Sérgio concorda que a mudança era necessária: “O termo tutor se consolidou no Brasil para designar funções meramente administrativas, como orientações sobre matrícula ou frequência. Isso empobreceu o papel pedagógico desses profissionais. Agora, o mediador retoma essa dimensão essencial da docência”.
A reformulação não se resume à nomenclatura, e reflete um redesenho mais profundo do modelo acadêmico do EAD. “É uma mudança estrutural”, afirma Sara. “O mediador traduz a transição de um modelo centrado em tarefas para um ecossistema de aprendizagem colaborativo, com profissionais qualificados e engajados no acompanhamento contínuo do aluno.”
Formação e integração com o corpo docente
Para que a mediação pedagógica aconteça de forma efetiva, é preciso alinhar funções e promover formação contínua. “A mediação é uma função da docência”, ressalta Sérgio Franco. “Quando o professor, por questões de escala ou de estrutura, não consegue acompanhar todos os alunos de perto, o mediador atua como uma extensão desse trabalho, garantindo o vínculo e a interação.”
A colaboração entre mediadores e professores deve ser planejada e integrada desde o início do curso. “O professor é responsável pelo planejamento pedagógico e pela condução da disciplina; o mediador, pela execução cotidiana da mediação e pelo acompanhamento próximo do estudante”, explica Sara. “Essa sintonia nasce do alinhamento entre ambos – reuniões de planejamento, devolutivas compartilhadas e uso conjunto de dados de engajamento são práticas essenciais para evitar sobreposição de funções.”
Na avaliação de Sérgio, a qualidade da mediação depende também da formação acadêmica e do preparo pedagógico dos profissionais.
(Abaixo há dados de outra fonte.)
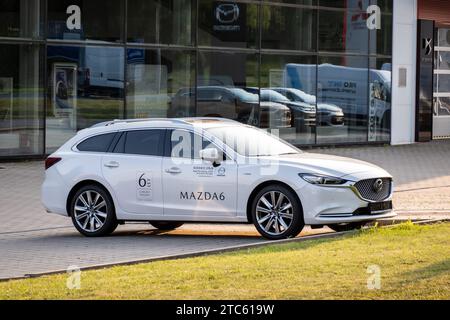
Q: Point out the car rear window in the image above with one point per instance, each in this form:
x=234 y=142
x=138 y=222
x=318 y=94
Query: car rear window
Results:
x=141 y=142
x=98 y=143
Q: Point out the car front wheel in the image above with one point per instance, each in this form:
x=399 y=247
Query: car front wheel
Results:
x=92 y=212
x=277 y=213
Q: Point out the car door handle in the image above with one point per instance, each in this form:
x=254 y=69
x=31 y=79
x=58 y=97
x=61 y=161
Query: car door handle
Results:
x=173 y=170
x=112 y=164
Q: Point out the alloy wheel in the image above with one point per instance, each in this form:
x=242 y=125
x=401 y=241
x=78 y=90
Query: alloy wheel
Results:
x=90 y=211
x=274 y=213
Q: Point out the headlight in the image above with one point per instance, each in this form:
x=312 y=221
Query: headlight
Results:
x=321 y=180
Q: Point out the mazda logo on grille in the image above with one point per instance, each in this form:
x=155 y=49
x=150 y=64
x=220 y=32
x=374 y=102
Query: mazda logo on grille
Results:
x=377 y=185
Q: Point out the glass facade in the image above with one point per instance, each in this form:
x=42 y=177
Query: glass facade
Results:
x=315 y=70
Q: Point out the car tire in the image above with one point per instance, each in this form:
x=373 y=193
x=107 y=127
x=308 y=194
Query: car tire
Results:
x=347 y=226
x=166 y=225
x=276 y=218
x=92 y=211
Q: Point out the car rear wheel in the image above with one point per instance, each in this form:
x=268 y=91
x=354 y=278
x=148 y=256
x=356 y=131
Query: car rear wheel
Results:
x=277 y=213
x=165 y=226
x=347 y=226
x=92 y=211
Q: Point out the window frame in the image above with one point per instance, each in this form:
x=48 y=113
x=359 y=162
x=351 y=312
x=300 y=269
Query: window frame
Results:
x=168 y=144
x=124 y=132
x=75 y=148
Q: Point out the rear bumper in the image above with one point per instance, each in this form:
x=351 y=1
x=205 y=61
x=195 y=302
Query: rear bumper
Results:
x=53 y=193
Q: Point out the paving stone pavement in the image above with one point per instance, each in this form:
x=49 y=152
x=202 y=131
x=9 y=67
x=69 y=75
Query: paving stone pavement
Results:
x=33 y=241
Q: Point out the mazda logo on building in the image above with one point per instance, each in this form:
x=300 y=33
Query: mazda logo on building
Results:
x=427 y=46
x=227 y=13
x=377 y=185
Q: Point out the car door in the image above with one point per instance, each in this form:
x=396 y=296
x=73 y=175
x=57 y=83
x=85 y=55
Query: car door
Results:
x=193 y=187
x=133 y=170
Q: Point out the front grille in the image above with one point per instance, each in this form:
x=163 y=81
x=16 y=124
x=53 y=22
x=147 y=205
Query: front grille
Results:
x=368 y=191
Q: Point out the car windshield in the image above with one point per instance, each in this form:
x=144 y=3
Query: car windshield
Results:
x=244 y=95
x=252 y=142
x=271 y=95
x=304 y=97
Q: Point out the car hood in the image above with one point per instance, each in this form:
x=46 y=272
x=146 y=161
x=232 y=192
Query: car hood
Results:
x=347 y=168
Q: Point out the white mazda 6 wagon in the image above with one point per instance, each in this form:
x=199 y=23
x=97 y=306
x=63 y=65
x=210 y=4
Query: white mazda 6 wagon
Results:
x=171 y=171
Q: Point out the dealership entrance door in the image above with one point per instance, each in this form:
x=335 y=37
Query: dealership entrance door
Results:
x=441 y=92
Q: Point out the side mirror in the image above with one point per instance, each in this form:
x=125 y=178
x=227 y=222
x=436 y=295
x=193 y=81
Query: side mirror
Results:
x=210 y=154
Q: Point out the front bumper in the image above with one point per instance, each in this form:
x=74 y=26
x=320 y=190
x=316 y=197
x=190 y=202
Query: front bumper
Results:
x=330 y=205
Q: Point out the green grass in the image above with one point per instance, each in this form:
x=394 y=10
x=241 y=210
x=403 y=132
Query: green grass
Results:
x=414 y=262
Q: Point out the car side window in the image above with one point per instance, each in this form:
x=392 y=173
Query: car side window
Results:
x=99 y=143
x=141 y=142
x=185 y=144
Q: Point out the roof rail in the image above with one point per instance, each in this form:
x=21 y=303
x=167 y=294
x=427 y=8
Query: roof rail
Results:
x=109 y=123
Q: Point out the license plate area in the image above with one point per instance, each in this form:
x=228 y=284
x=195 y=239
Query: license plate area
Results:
x=377 y=207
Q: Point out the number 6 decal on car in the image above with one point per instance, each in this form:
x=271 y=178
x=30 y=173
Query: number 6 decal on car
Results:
x=144 y=186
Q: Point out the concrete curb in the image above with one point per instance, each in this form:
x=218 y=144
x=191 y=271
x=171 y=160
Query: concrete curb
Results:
x=385 y=224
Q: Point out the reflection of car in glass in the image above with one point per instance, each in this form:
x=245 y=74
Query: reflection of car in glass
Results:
x=231 y=103
x=347 y=88
x=101 y=73
x=303 y=114
x=328 y=114
x=172 y=171
x=227 y=12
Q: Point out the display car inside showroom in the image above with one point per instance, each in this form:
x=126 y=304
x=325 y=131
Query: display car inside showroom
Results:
x=321 y=72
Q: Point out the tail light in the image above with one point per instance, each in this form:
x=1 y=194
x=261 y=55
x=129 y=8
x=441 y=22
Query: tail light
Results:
x=50 y=161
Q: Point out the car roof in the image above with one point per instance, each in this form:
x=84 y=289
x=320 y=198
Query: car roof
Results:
x=127 y=124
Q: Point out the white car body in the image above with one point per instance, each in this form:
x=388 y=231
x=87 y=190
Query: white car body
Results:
x=196 y=191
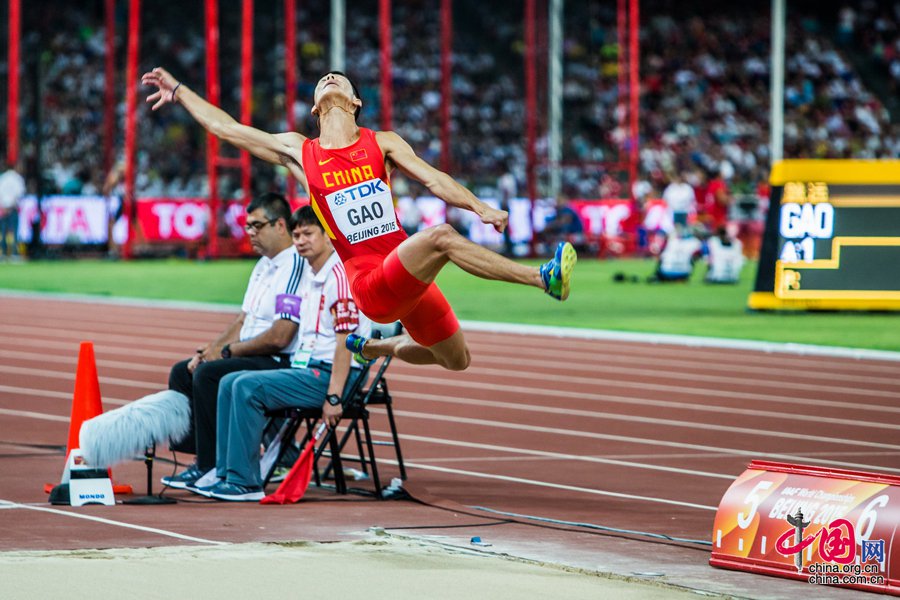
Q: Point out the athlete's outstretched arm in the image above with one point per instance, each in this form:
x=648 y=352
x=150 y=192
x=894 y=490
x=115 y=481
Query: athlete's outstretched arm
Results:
x=401 y=154
x=281 y=148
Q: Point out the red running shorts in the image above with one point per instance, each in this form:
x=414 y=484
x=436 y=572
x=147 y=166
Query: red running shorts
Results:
x=386 y=292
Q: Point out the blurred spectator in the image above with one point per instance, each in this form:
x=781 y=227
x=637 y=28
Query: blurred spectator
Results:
x=565 y=226
x=725 y=258
x=507 y=188
x=713 y=212
x=680 y=199
x=676 y=262
x=12 y=188
x=704 y=91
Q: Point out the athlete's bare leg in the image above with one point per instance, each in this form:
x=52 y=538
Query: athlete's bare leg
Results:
x=425 y=254
x=452 y=353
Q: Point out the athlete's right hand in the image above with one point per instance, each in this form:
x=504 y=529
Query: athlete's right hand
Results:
x=163 y=80
x=497 y=218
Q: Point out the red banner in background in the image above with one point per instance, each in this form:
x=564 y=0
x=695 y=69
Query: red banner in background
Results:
x=185 y=219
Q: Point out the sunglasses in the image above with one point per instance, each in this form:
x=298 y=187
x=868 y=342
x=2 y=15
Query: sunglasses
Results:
x=256 y=226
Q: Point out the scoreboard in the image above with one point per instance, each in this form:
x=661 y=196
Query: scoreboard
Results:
x=832 y=237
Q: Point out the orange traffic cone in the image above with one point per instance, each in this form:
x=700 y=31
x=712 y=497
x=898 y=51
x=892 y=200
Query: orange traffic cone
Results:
x=86 y=404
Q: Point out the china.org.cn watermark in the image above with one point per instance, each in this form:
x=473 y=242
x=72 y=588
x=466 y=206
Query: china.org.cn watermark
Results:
x=840 y=564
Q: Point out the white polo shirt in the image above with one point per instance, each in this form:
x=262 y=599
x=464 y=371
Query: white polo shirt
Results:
x=328 y=308
x=272 y=294
x=12 y=188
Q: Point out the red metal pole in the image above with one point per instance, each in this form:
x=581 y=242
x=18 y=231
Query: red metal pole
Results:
x=212 y=142
x=131 y=82
x=109 y=93
x=530 y=100
x=622 y=72
x=290 y=73
x=634 y=63
x=387 y=80
x=12 y=94
x=246 y=87
x=446 y=87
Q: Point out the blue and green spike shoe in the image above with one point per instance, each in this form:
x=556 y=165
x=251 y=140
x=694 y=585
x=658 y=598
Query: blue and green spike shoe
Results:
x=355 y=344
x=557 y=272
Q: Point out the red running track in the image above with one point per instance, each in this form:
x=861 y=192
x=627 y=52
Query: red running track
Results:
x=633 y=436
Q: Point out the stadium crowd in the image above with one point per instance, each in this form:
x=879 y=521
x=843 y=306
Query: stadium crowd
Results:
x=704 y=103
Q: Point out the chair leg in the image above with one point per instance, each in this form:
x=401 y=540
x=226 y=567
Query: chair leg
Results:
x=340 y=483
x=362 y=456
x=286 y=434
x=375 y=478
x=390 y=413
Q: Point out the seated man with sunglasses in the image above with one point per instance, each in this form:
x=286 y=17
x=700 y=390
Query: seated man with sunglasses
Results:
x=263 y=336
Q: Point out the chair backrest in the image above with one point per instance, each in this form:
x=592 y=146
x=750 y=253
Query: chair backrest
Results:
x=377 y=384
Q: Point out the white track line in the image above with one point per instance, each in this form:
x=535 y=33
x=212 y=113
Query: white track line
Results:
x=9 y=504
x=541 y=330
x=55 y=395
x=553 y=367
x=433 y=381
x=649 y=352
x=73 y=361
x=681 y=340
x=44 y=374
x=33 y=415
x=558 y=486
x=687 y=371
x=562 y=456
x=641 y=402
x=72 y=349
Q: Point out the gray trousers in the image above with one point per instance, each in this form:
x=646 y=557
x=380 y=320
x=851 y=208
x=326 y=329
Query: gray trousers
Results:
x=244 y=398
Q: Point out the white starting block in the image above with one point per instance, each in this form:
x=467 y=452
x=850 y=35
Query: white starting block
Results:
x=87 y=484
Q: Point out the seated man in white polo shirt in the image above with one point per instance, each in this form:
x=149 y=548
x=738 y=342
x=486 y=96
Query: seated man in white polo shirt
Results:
x=262 y=336
x=321 y=368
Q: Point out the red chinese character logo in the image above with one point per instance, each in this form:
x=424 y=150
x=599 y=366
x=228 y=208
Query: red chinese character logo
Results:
x=837 y=542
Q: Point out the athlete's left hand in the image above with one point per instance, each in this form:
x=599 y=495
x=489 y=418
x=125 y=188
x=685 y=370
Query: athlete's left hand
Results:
x=332 y=414
x=497 y=218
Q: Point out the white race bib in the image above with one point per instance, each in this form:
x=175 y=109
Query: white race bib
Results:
x=363 y=211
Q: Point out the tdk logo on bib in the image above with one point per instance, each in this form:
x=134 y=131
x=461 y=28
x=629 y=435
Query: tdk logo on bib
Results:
x=364 y=211
x=358 y=192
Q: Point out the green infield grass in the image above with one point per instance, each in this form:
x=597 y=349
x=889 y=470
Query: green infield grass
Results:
x=596 y=302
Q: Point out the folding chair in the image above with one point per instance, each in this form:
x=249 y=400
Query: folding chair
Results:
x=356 y=401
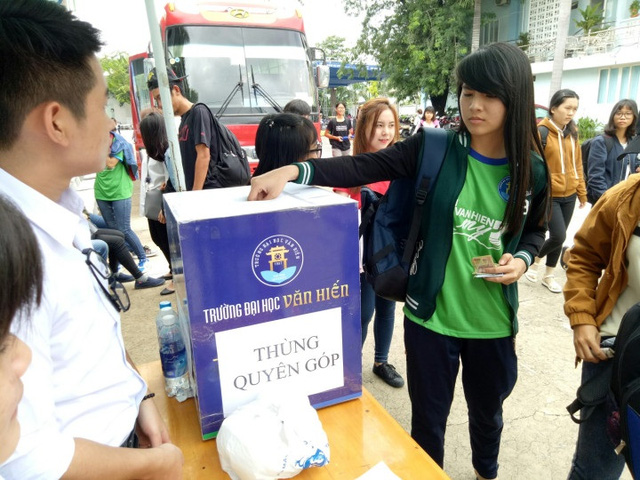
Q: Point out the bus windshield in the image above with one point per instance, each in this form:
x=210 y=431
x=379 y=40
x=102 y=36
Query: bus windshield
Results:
x=224 y=64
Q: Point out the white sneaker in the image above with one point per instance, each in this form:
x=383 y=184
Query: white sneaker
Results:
x=532 y=273
x=550 y=282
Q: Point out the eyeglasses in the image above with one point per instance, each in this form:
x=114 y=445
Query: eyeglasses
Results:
x=117 y=295
x=317 y=152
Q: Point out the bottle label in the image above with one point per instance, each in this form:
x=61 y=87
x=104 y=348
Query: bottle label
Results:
x=174 y=360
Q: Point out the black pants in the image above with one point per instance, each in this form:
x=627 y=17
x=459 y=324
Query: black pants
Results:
x=118 y=251
x=489 y=372
x=159 y=236
x=561 y=213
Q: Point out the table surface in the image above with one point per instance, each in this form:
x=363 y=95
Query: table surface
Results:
x=361 y=434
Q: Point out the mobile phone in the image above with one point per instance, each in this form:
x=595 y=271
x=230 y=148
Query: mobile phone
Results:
x=487 y=275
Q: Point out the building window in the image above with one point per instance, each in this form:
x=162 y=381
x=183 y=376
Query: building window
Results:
x=489 y=32
x=618 y=83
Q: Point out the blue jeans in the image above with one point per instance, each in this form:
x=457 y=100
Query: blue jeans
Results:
x=595 y=456
x=383 y=322
x=101 y=248
x=117 y=215
x=489 y=373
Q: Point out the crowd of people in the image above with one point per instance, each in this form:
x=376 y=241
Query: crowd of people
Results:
x=523 y=179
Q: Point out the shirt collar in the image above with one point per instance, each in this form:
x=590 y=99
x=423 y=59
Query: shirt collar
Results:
x=58 y=220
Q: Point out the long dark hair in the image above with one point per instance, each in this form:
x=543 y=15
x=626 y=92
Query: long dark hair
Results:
x=558 y=99
x=503 y=70
x=154 y=136
x=610 y=129
x=281 y=139
x=20 y=266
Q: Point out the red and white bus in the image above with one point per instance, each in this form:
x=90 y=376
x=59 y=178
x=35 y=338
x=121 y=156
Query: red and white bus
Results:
x=244 y=60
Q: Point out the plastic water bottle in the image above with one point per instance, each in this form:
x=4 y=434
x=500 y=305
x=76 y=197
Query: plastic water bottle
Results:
x=173 y=356
x=165 y=308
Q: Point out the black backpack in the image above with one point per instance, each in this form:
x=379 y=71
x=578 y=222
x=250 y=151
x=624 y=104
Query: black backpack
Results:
x=231 y=168
x=618 y=387
x=586 y=147
x=390 y=224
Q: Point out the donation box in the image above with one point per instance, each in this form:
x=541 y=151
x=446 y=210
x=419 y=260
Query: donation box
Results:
x=268 y=295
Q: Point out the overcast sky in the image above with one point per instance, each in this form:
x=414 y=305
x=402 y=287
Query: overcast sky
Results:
x=124 y=25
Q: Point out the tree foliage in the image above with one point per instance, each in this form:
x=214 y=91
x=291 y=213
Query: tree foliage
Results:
x=335 y=49
x=116 y=68
x=417 y=43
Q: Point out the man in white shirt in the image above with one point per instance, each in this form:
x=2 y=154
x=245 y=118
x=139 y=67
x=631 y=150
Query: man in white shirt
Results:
x=82 y=396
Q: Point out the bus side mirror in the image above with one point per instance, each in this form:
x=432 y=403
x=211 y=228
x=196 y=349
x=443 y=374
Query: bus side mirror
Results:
x=322 y=76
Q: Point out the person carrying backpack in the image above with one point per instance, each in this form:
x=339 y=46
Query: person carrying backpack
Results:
x=487 y=204
x=211 y=155
x=564 y=160
x=379 y=128
x=595 y=303
x=605 y=170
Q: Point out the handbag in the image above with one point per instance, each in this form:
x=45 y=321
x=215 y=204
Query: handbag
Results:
x=153 y=204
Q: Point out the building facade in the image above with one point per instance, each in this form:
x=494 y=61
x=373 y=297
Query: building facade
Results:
x=602 y=66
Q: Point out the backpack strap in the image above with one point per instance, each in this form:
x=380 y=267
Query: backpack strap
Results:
x=591 y=394
x=608 y=141
x=368 y=200
x=544 y=133
x=434 y=149
x=220 y=138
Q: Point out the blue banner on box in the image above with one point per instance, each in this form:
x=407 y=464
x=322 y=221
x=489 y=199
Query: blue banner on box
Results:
x=268 y=295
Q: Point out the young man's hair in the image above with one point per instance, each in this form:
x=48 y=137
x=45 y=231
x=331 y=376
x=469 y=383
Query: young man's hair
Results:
x=297 y=106
x=282 y=139
x=44 y=56
x=558 y=99
x=368 y=116
x=503 y=70
x=20 y=265
x=154 y=136
x=610 y=128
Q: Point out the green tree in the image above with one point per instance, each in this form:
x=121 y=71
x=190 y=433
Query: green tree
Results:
x=591 y=18
x=116 y=68
x=417 y=43
x=335 y=49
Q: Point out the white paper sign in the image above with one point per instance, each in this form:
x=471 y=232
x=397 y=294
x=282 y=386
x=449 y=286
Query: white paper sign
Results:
x=302 y=352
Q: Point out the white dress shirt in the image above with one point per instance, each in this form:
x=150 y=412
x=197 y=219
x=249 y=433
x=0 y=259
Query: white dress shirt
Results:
x=79 y=383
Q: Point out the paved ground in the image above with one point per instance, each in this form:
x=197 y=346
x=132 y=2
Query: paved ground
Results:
x=538 y=438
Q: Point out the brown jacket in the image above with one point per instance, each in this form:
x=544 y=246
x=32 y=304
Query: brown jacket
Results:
x=564 y=160
x=601 y=244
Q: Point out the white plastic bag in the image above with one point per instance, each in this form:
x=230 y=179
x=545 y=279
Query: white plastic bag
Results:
x=275 y=436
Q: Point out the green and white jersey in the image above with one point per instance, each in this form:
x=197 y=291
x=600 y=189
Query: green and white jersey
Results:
x=468 y=307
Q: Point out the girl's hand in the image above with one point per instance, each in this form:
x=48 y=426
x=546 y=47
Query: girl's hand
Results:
x=586 y=341
x=271 y=184
x=512 y=268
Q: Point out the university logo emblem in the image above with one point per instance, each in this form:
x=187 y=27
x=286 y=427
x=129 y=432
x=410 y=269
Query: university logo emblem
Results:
x=277 y=260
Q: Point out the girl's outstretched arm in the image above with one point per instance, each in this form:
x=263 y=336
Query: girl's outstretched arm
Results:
x=271 y=184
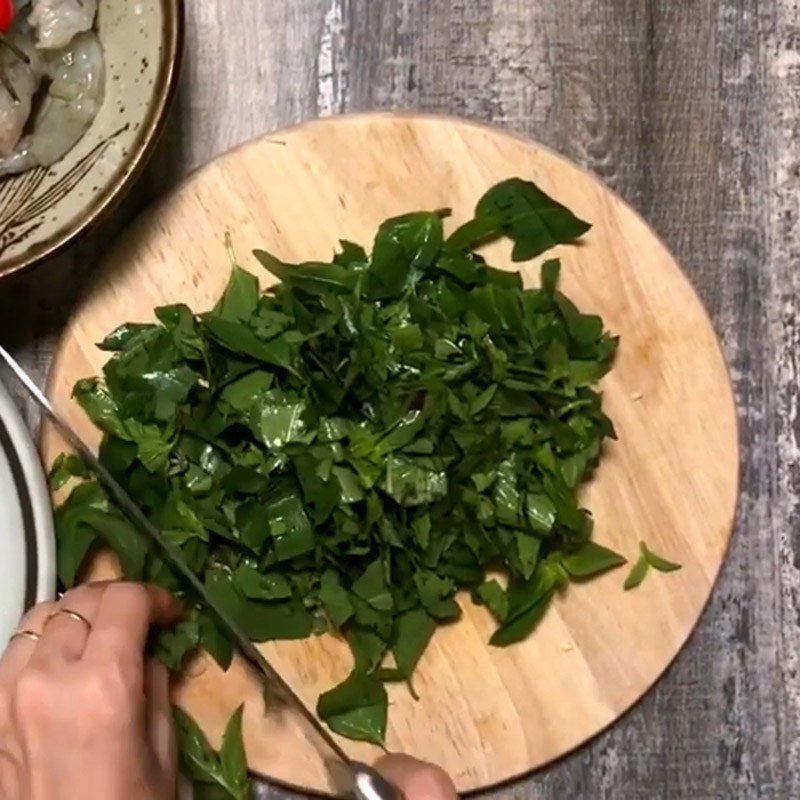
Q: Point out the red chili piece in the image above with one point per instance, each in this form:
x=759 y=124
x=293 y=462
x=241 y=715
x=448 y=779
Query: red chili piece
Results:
x=6 y=14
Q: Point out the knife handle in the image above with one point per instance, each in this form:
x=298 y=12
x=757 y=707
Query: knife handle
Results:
x=369 y=784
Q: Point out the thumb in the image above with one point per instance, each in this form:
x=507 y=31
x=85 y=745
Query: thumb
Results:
x=417 y=780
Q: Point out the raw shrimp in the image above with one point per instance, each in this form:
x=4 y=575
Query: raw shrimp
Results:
x=58 y=21
x=77 y=75
x=24 y=79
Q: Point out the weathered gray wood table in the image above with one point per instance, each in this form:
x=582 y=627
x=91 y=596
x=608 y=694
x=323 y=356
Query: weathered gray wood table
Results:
x=690 y=109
Ele defende que o mediador tenha, no mínimo, especialização e domínio da área em que atua. “[Mesmo em um curso de Nutrição] não posso colocar um nutricionista para mediar uma disciplina de cálculo, por exemplo. É preciso alguém com formação sólida na área. Isso complexifica o modelo, mas é o que garante qualidade”, afirma.
Sara complementa que a excelência na mediação envolve mais do que tecnicismo. “O mediador precisa de empatia, comunicação assertiva, domínio tecnológico e compreensão do projeto pedagógico do curso. É uma função que exige intencionalidade pedagógica e sensibilidade educacional, não apenas acompanhamento de tarefas”, observa.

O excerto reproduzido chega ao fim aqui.